Thüringische Landeszeitung (Weimar)
Die „Cumhuriyet“soll schweigen
An diesem Montag beginnt in Istanbul das Verfahren gegen Journalisten und Verlagsmanager der Traditionszeitung
ISTANBUL. „Auf uns kommt ein schreckliches Unheil zu“, ahnt Ahmet Sik. Seit dem 29. Dezember vergangenen Jahres sitzt der 47-jährige türkische Journalist in Untersuchungshaft. An diesem Montag steht er in Istanbul vor Gericht. Sik ist einer von 17 Mitarbeitern und Verlagsmanagern der regierungskritischen Zeitung „Cumhuriyet“, denen jetzt der Prozess gemacht wird. Ihnen werden Verbindungen zu „Terrororganisationen“wie der Bewegung des Exil-Predigers Fethullah Gülen vorgeworfen, den Staatschef Recep Tayyip Erdogan für den Drahtzieher des Putschversuchs vom 15. Juli 2016 hält.
Das Verfahren gilt als Prüfstein für die Unabhängigkeit der türkischen Justiz. Die Anklageschrift wirft den Beschuldigten vor, sie hätten auf einen Umsturz hingearbeitet. Dafür fordert Staatsanwältin Yasemin Baba bis zu 43 Jahre Haft. Die Angeklagten bestreiten die Vorwürfe. Sie fühlen sich als „politische Geiseln“, sagt Ahmet Siks Ehefrau Yonka. Einer der Beschuldigten wird nicht auf der Anklagebank sitzen: Can Dündar, der frühere „Cumhuriyet“-Chefredakteur. Er konnte im Juli 2016 nach Deutschland fliehen und lebt jetzt in Berlin. Vor dem Hintergrund der jüngsten Eskalation in den deutschtürkischen Beziehungen wird der „Cumhuriyet“-Prozess aufmerksam verfolgt. Die Zeitung stehe „symbolisch für den mutigen Einsatz der wenigen noch verbliebenen unabhängigen Medien in der Türkei“, sagt Christian Mihr, Geschäftsführer der Organisation Reporter ohne Grenzen. „Eine Verurteilung wäre ein verheerendes Signal und eine Schande für die türkische Justiz“, meint Mihr. Dass es überhaupt zur Anklage kam, wirft ein Schlaglicht auf den desolaten Zustand der Presse- und Meinungsfreiheit in der Türkei. Seit dem Putschversuch vor einem Jahr ließ Erdogan 149 Medien schließen. 165 Journalisten sitzen in Haft – mehr als in jedem anderen Land der Erde.

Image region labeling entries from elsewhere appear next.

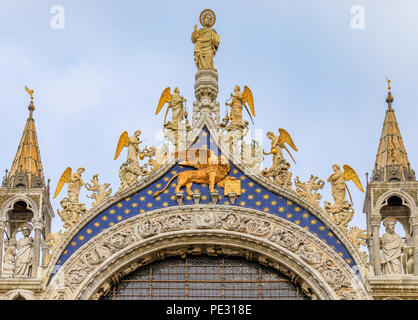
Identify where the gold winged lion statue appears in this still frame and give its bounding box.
[153,148,236,197]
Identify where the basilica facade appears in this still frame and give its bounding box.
[0,9,418,300]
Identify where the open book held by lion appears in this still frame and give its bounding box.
[153,149,236,197]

Doch die Menschen lassen sich nicht einschüchtern und protestieren weiterhin gegen das Vorgehen der Regierung. Noch am Sonntagabend wurden bei einer Protestkundgebung gegen die Inhaftierung einer LiteraturProfessorin und eines Grundschullehrers 61 Menschen festgenommen.
Unter den inhaftierten Journalisten sind der „Welt“-Korrespondent Deniz Yücel und die deutsch-türkische Übersetzerin Mesale Tolu Corlu. Das „Cumhuriyet“-Verfahren
ist einer von mehreren Schauprozessen, mit denen Regierungskritiker in der Türkei eingeschüchtert werden sollen. Am 20. Juni begann in Istanbul ein Strafverfahren gegen 17 Journalisten und Intellektuelle. Auch ihnen werden Verbindungen zur Gülen-Bewegung vorgeworfen. Zu den Angeklagten gehören der international bekannte Journalist Ahmet Altan und sein Bruder, der Wirtschaftsprofessor Mehmet Altan. Der Vorwurf: Die Altan-Brüder sollen in einer TV-Talkshow am Abend vor dem versuchten Coup „unterschwellige Botschaften“an die Putschisten gesendet haben. Sie sitzen seit zehn Monaten in Untersuchungshaft. Auf der Anklagebank sitzt auch die Moderatorin der Sendung, die 72-jährige Journalistin Nazli Ilicak. Wegen Erdogan-kritischer Artikel im Zusammenhang mit der Korruptionsaffäre 2013 verlor sie ihren Job bei der Zeitung „Sabah“. Zum Prozessbeginn bekannte Ilicak vor Gericht: „Ich bin eine Gegnerin von Tayyip Erdogan – ist das ein Verbrechen?“Der Prozess soll am 19. September fortgesetzt werden. Bei einem Schuldspruch droht den Angeklagten lebenslange Haft.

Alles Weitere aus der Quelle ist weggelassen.